Compartir

Mucho ha dado que hablar el incidente de Gerard Piqué con la Guardia Urbana y hoy, por fin, hemos conocido cómo ha terminado el caso… Lo ha hecho con una multa para el futbolista del F.C Barcelona de nada menos que 10.500 euros.

Los hechos ocurrieron el pasado 13 de octubre de 2014 en la capital catalana. Según ha relatado el propio agente de la Guardia Urbana, él y otro compañero estaban trabajando en la Barceloneta y vieron un Audi que llevaba mal aparcado cerca de 20 minutos en un carril de circulación.

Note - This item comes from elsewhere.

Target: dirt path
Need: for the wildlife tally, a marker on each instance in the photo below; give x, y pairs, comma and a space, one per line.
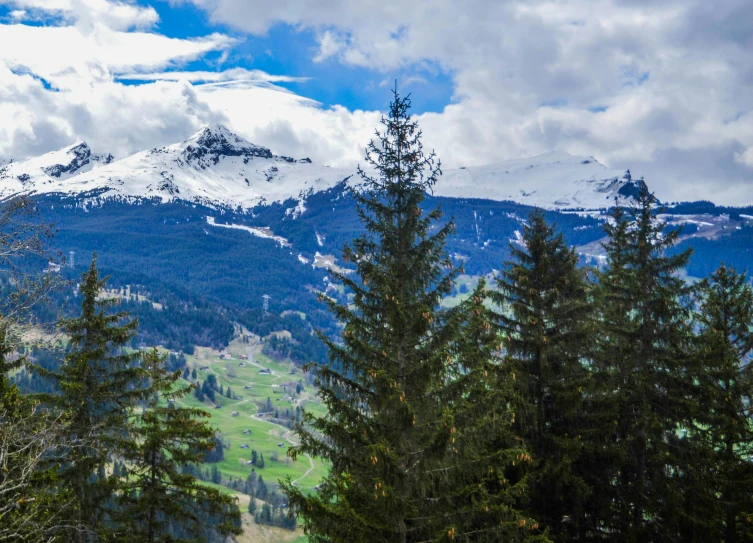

Cuando se disponían a multar el vehículo, que conducía el hermano de Gerard Piqué, el futbolista salió del coche diciendo: “¿Vas a denunciar a mi hermano?”. Además aseguró que los policías solo estaban par “joder” y para “tocar los cojones”.

Pero la furia de Piqué ante la multa no quedó ahí… El central del Barça aseguró que le daba asco la Guardia Urbana y que eran unos muertos de hambre que solo multaban para cobrar comisión. Además, le espetó al agente: “Esta multa la va a pagar tu padre”.

El pasado 19 de febrero se celebró el juicio por ese caso, al que el futbolista decidió no acudir al no tener obligación de hacerlo. Ahora, el juez ha ordenado una multa de 10.500 euros, que considera “proporcionada a su capacidad económica”.